An education bill filed in January 2023 has the potential to transform the educational landscape for generations to come, bettering the lives of students and harnessing the knowledge and assets of local communities to improve schools, according to AFT Massachusetts President Beth Kontos and other education leaders. 

The bill, An Act Empowering Students and Schools to Thrive (or the Thrive Act, for short), would equip local communities with the tools and resources that students and schools need to succeed, and dramatically reduce the harm caused by the high-stakes, punitive use of standardized tests, such as state takeovers and denying students high school diplomas.



“This bill is about lifting up students, lifting up schools, and lifting up communities,” says Kontos. “And it’s about freeing students and educators from the shackles of punitive, high-stakes standardized testing. Like the Student Opportunity Act, the key to victory will be grassroots advocacy and organizing, and AFT MA members must be front and center in those efforts.”

The bill was shaped with substantial input from AFT Massachusetts, the Massachusetts Teachers Association, Citizens for Public Schools, and many other organizations affiliated with the Massachusetts Education Justice Alliance (MEJA). All MEJA-affiliated groups have agreed to make the bill a major legislative priority during the current legislative session.

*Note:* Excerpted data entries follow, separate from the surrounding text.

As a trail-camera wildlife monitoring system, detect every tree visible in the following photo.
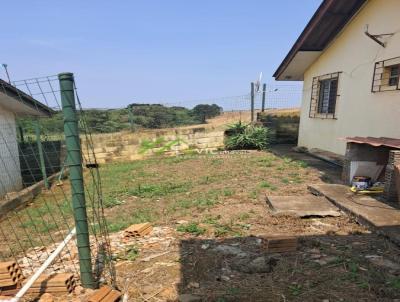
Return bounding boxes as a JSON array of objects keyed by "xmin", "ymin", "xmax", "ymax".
[{"xmin": 191, "ymin": 104, "xmax": 223, "ymax": 123}]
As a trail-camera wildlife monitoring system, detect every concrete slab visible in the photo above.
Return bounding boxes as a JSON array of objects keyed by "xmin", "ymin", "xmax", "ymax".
[
  {"xmin": 308, "ymin": 184, "xmax": 400, "ymax": 245},
  {"xmin": 266, "ymin": 195, "xmax": 341, "ymax": 217}
]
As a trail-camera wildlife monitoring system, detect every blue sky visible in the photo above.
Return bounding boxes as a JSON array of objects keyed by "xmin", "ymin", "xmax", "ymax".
[{"xmin": 1, "ymin": 1, "xmax": 321, "ymax": 108}]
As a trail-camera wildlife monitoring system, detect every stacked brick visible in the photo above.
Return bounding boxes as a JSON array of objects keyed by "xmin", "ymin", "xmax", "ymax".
[
  {"xmin": 262, "ymin": 236, "xmax": 298, "ymax": 253},
  {"xmin": 0, "ymin": 261, "xmax": 24, "ymax": 291},
  {"xmin": 88, "ymin": 286, "xmax": 121, "ymax": 302},
  {"xmin": 124, "ymin": 223, "xmax": 153, "ymax": 239},
  {"xmin": 384, "ymin": 150, "xmax": 400, "ymax": 201},
  {"xmin": 27, "ymin": 273, "xmax": 76, "ymax": 295}
]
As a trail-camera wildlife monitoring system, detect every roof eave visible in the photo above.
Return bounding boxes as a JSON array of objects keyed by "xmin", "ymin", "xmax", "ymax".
[{"xmin": 273, "ymin": 0, "xmax": 367, "ymax": 81}]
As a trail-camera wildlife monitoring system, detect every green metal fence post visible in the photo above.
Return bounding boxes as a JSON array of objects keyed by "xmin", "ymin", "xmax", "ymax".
[
  {"xmin": 250, "ymin": 82, "xmax": 255, "ymax": 122},
  {"xmin": 34, "ymin": 119, "xmax": 49, "ymax": 189},
  {"xmin": 59, "ymin": 72, "xmax": 95, "ymax": 289}
]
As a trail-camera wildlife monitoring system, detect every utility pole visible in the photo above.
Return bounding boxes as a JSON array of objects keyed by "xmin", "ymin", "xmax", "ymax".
[
  {"xmin": 261, "ymin": 83, "xmax": 266, "ymax": 112},
  {"xmin": 250, "ymin": 82, "xmax": 255, "ymax": 122}
]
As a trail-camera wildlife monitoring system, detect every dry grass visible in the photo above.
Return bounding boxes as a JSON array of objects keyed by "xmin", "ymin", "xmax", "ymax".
[{"xmin": 4, "ymin": 150, "xmax": 400, "ymax": 301}]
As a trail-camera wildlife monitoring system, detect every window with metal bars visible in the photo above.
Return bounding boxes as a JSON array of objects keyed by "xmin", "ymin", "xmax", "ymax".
[
  {"xmin": 372, "ymin": 57, "xmax": 400, "ymax": 92},
  {"xmin": 309, "ymin": 72, "xmax": 340, "ymax": 119}
]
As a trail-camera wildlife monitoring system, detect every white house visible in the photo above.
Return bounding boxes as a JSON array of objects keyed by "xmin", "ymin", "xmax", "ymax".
[
  {"xmin": 274, "ymin": 0, "xmax": 400, "ymax": 155},
  {"xmin": 0, "ymin": 79, "xmax": 53, "ymax": 198}
]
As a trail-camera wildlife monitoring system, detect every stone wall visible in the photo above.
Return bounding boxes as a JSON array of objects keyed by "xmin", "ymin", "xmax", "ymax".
[{"xmin": 81, "ymin": 126, "xmax": 225, "ymax": 164}]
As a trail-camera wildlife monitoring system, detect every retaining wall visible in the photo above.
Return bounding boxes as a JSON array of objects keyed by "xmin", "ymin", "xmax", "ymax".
[{"xmin": 82, "ymin": 126, "xmax": 226, "ymax": 163}]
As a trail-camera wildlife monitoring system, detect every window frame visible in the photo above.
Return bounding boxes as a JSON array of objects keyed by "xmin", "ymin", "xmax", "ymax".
[
  {"xmin": 372, "ymin": 56, "xmax": 400, "ymax": 92},
  {"xmin": 309, "ymin": 72, "xmax": 341, "ymax": 119}
]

Specifically, the Thrive Act would:

  • End the state’s harmful, failed, and undemocratic practice of taking over entire school districts based on low MCAS scores.
  • Provide real help to high-need schools by eliminating the state’s failed and punitive state intervention/takeover system and replacing it with a more democratic and locally driven process for supporting schools and students.
  • Establish a modified high school graduation requirement in which coursework as certified by the student’s district would replace the MCAS as the basis for showing student mastery of the skills, competencies, and knowledge required by the state standards.
  • Create a special commission with a range of education stakeholders to shape a positive future vision for student/school assessment that is authentic, equitable, and focused on supporting the whole child.

A more detailed summary prepared by AFT Massachusetts can be found here. In addition, MEJA has created a Thrive Act resource page

The bill has been assigned numbers in the Legislature—H.495 in the House and S.246 in the Senate (the House and Senate versions are identical). Reps. James Hawkins and Sam Montaño are the lead sponsors in the House, and Sens. Jo Comerford, Adam Gomez, and Liz Miranda are the lead sponsors in the Senate. Numerous other legislators have already signed on as co-sponsors, and bill supporters hope to add even more. You can see if your state senator and representative have signed on by going here and here (look at the list under the “petitioners” tab). 

Over the coming months, AFT Massachusetts will continue to work with allies to implement a comprehensive advocacy campaign in support of the bill. AFT Massachusetts members are central to that effort.

Here are some things you can do today:

  • Contact your state representative and senator and ask them to co-sponsor/support the bill. If they’re already co-sponsors, please thank them for their support. You can call their office or use the Action Alert tool to send an e-mail. If you don’t know the names of your state representative and senator, look them up here.
  • Talk with your local union about officially endorsing the Thrive Act and/or setting up an educational forum with local legislators and the community. Local union leaders may contact AFT Massachusetts for assistance. 
  • Encourage your local school committee to endorse the Thrive Act (sample resolution forthcoming).
  • Plan to participate in the MEJA Thrive Act Coalition Advocacy Day, scheduled for the week of May 22 (details forthcoming). 

“It will be all hands on deck,” says Kontos. “This is a special opportunity to put our imprint on education for years to come—to move from a deficit model of test and punish to an asset-based model of resources and support. And to a model that supports the whole child—all facets of learning and growth. We must seize the moment and work strenuously in partnership with our allies to make this bill a reality.”